La francesa miraba sin disimular. Leam le indicó a Kitty que saliera afuera, por delante de él. Empujó la pesada puerta para cerrarla y la siguió por el ángulo soleado que cruzaba el porche bajo la azotea, donde un millón de latidos antes había tenido su primer contacto con ella y había descubierto sus ojos grises. Los carámbanos formaban una cortina sobre su cabeza y ella levantó la cara para mirarlo.

—¿Has decidido explicarme la verdad al fin? —dijo sin preámbulos y todas sus suaves curvas convergieron con su mente inteligente. Él observó su preciosa cara, era tan bonita que los ángeles podrían haberla esculpido en un trozo de cielo.

—No.

—Pensaba que mi posición al respecto había quedado clara ayer por la tarde, milord.
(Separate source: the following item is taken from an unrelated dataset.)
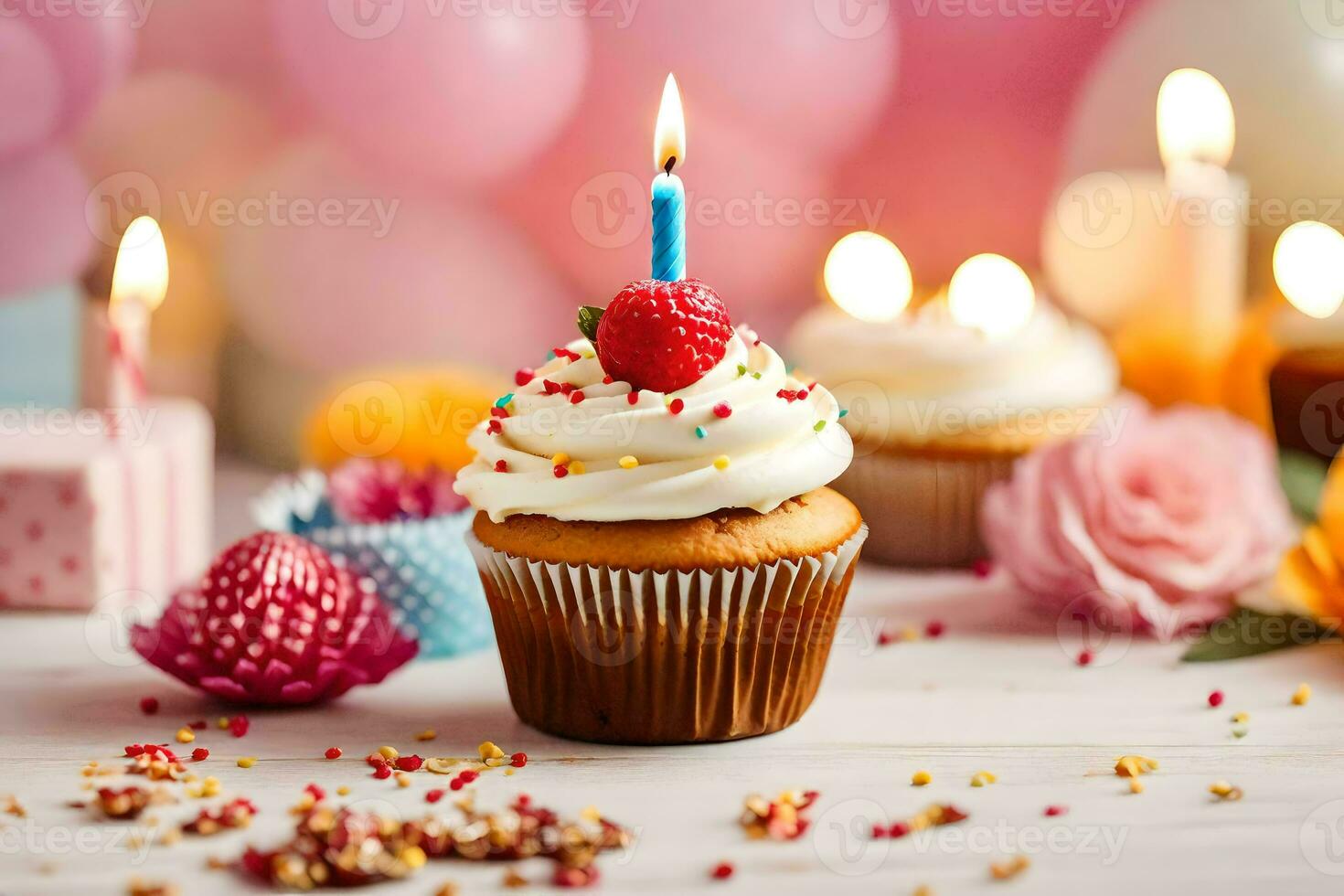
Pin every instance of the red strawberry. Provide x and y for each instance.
(659, 335)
Me dirás la verdad sobre el disparo, sobre la poesía y todo lo demás, o no sabrás nada más de mí.

Él no pudo responderle.

—Bien, por lo tanto… —ella se puso tensa—. No puedo imaginarme qué es lo que debes decirme que necesite tanta privacidad.

La ira se apoderó de él. Ella había insistido en que no era una colegiala. Su tacto en la oscuridad de la noche lo había probado. Pero, por Dios, ella se había entregado a cualquier otro sinvergüenza antes que a él. Por lo menos a uno que Leam ya conocía.
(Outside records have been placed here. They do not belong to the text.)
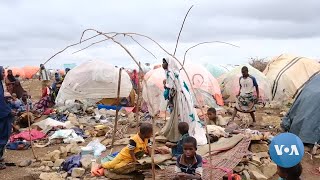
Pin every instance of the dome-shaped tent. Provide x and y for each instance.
(288, 73)
(93, 80)
(206, 87)
(230, 83)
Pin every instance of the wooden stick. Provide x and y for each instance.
(117, 111)
(185, 17)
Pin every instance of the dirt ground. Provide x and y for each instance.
(16, 173)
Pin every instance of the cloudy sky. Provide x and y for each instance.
(32, 31)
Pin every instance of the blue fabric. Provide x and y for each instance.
(178, 150)
(71, 162)
(303, 117)
(5, 109)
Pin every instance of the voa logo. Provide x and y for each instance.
(286, 150)
(293, 150)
—Muchacha —él se le acercó. No había otra forma de decir algo así—. Si esperases un niño, me ocuparía de ti. Sólo tienes que decírmelo —le dijo en escocés.

A juzgar por el intenso brillo de sus ojos, parecía que quizás había escogido la forma más equivocada de decirlo.
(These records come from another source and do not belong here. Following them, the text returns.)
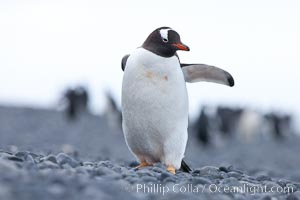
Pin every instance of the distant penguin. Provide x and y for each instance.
(202, 128)
(155, 99)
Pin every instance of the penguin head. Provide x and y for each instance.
(164, 41)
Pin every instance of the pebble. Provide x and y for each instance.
(61, 177)
(63, 159)
(51, 158)
(208, 171)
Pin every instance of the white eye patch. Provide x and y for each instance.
(164, 34)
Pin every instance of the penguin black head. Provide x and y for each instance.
(164, 41)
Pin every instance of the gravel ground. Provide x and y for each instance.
(43, 156)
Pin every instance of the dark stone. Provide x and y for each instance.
(63, 159)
—Es muy galante de tu parte, milord, diría que me debo sentir consolada. Pero no tienes nada por lo que preocuparte —se dirigió hacia la puerta rozándole al pasar. Él la cogió con cuidado del brazo sano. Ella se detuvo. Su boca voluptuosa se mantuvo distante, pero sus ojos no podían ocultar su emoción. Él ahora sabía que ella no revelaría esa debilidad. Leam sintió un cosquilleo en el estómago. Quizá ya no era la muchacha que él había imaginado.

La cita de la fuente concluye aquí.